Enquanto às artes plásticas, esteve em residência a artista Maja Escher, que instalou, sob o título “Qual é coisa qual é ela – quê quá ê sá?”, o seu laboratório de cerâmica colaborativa na Sala do Capítulo do Convento de S. Francisco. Aí foi recebendo quem quisesse ver e partilhar o que sabe sobre a água e chuva. Falou com agricultores e biólogos, e sobretudo com quem simplesmente cá vive, e em geral não se esqueceu da seca do ano passado. Os resultados foram preenchendo a Sala do Capítulo: frases, desenhos, curiosos mecanismos de transporte de água, construções de canas e fios. De acordo com a artista são os primeiros esboços para uma Máquina de Chuva, projecto ainda à procura de definição. Por entre as metáforas e os engenhos populares, as dádivas e a sabedoria escondida nos ditados e adivinhas a Maja sabe que a questão da água – da nossa sustentabilidade sobre este solo – está, em última instância, nas nossas mãos.
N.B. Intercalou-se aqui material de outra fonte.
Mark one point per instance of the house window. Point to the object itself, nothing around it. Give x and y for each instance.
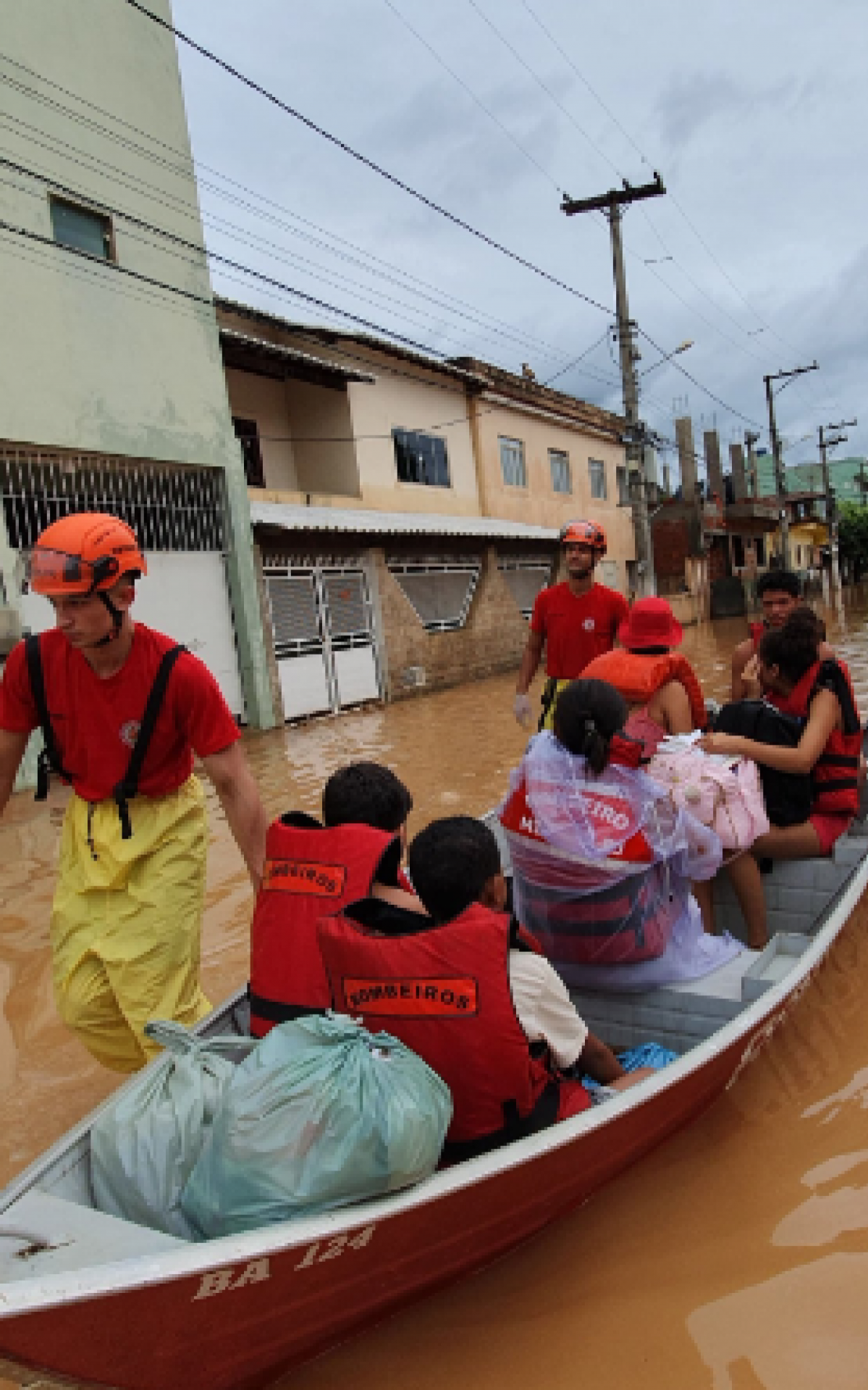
(597, 476)
(247, 433)
(440, 591)
(422, 459)
(513, 463)
(81, 228)
(558, 463)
De 7 a 21 de Julho houve ainda uma exposição integrada no Festival na Galeria Municipal, que mostrou obras em cerâmica e uma instalação, tudo resultado de residências que ocorreram nas Oficinas do Convento.
A instalação ()3, de João Cristóvão Leitão e João Pedro Fonseca, propunha um complexo jogo de imagens em torno de um cubo suspenso, em que uma filmagem do observador passante era projectada sobre um espelho estilhaçado, reenviando a nossa imagem fragmentada para as quatro paredes da sala.
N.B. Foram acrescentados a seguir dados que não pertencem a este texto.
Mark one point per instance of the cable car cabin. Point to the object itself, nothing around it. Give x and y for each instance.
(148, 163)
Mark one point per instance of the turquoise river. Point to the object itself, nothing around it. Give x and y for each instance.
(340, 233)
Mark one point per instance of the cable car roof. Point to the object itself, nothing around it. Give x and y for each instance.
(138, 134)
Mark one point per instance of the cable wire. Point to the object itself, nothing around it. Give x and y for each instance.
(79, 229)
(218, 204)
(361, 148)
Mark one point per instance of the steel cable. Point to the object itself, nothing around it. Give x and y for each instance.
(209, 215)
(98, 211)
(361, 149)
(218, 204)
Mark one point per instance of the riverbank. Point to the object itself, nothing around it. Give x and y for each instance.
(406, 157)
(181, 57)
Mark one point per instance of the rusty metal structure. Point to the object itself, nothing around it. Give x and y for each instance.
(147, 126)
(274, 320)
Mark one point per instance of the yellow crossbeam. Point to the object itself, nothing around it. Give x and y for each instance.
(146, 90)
Esther Garcia Urtiga apresentou as suas Matres, reinterpretações de uma figura mitológica dos cultos ibéricos pré-cristãos representada por três mulheres com um peito nu que representa a maternidade e a segurança. Abundam símbolos de difícil leitura: rabos de peixe, uma boca com ovo, cabelos, rãs, uma cabeça de galo, falos, serpentes, tudo a insinuar uma sensualidade maternal sempre a ponto de se dissolver num mundo animal mais antigo. São obras em cerâmica primorosamente trabalhadas, apresentadas sempre em par: uma vidrada em verde, outra com padrões desenhados em engobe (barro colorido), sobrepondo imagem a imagem.
Manuel Portugal encheu outra sala da Galeria Municipal com uma procissão de 60 Bichos Vidrados cantando hosanas, na sua própria descrição. Pequeno jardim de monstros domésticos, híbridos de todo o tipo de animais e muito de humano que, pelo menos a este observador, pareceram uma bem-humorada réplica à Romaria de São Isidro de Francisco de Goya.
Eric Madec, por fim, encheu uma sala e o claustro com as suas Dancing Figures, peças de chão, plinto, canto e parede que desenham os gestos tensos da dança e do sexo. Mais ou menos antropomórficas, exploram todo o potencial da plasticidade da cerâmica, das texturas e cores das diferentes pastas utilizadas, de vidrados que salpicam uma superfície muito trabalhado, como se fosse uma pele vivida. Tem um ar de inacabado, como se fosse só um momento na vida da peça, e deixam entender, por trás da dureza das formas, uma consciência muito própria dos gestos do corpo no espaço, do frágil equilíbrio com que nos movemos por este mundo.